From Bristol Brewing (located where South Tejon Street turns into Cheyenne Boulevard), warm up with a 2.6-mile spin along Cheyenne Boulevard to the gate at the canyon entrance. Here, the road enters North Cheyenne Cañon Park and shoots up more than 1,100 feet over 3.1 miles with an average grade of seven percent. The road winds through red rock walls and is kept cool by a nearby creek and dense pine trees. A short 14 percent pitch halfway up will slow you to a crawl, but the ride mellows out shortly thereafter, switchbacking through the forest until the pavement ends at Gold Camp Road.

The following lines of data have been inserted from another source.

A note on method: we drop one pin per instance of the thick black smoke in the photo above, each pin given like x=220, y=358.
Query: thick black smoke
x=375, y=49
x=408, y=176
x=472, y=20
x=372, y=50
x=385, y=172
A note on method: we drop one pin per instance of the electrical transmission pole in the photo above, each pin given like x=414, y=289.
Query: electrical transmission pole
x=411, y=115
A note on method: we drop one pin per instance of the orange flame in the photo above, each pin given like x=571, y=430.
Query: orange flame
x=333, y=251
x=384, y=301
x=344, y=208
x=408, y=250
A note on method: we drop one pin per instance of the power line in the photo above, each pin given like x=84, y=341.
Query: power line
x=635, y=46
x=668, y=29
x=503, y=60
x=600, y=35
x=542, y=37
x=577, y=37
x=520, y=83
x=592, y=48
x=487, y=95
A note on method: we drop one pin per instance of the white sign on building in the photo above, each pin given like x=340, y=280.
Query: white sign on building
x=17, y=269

As you catch your breath at 7,400 feet at a dirt parking area near the top, feel free to compare your time from the gate to the summit to the record held by Boulder-based pro Tom Danielson of the Garmin-Sharp squad: 13 minutes, 34 seconds. Or ignore your competitive fire and simply enjoy the view east through the canyon, with Colorado Springs in the distance.

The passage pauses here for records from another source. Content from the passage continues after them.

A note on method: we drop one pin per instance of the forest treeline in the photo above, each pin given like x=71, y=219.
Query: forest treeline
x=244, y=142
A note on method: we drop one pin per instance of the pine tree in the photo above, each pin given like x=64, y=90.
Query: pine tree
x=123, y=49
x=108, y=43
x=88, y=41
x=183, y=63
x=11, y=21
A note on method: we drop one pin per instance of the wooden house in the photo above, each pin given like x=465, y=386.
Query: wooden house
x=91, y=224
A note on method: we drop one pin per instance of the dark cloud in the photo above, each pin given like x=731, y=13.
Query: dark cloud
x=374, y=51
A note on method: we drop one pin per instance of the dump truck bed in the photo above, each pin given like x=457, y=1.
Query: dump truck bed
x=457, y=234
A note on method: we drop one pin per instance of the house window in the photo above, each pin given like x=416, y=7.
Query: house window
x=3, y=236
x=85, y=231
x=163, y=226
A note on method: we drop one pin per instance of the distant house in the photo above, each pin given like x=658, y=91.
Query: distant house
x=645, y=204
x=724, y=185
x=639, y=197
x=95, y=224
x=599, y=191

The descent retraces your route—be wary of vehicles on blind corners (you’ll easily exceed the posted limit of 25 mph) as well as cars pulling out of the parking lot at Helen Hunt Falls. Upon your return to the brewery, salute your ride with a pint of Red Rocket Pale Ale. —Grant Davis
At Helen Hunt Falls, take a breather or a bathroom break; it’s only a short distance to the top from this small park, which sidles up to the creek as it tumbles down a series of falls. Dip your feet in the water or kick back on one of the picnic tables.
Pikes Peak Highway (Hard)
In 2013, the toll road to the top of Pikes Peak opened to cyclists—it’s completely paved now—creating one of the most demanding rides in North America. The 8,100-foot climb starts in downtown Colorado Springs (at about 6,000 feet in elevation), rolls through Manitou Springs, and then rises up Highway 24 to Fountain Avenue, which leads to the Pikes Peak tollway entrance. From there it’s 19 miles to the mountain’s 14,117-foot summit. Toll: $12 per person, cash or credit. Distance: 60 miles round-trip.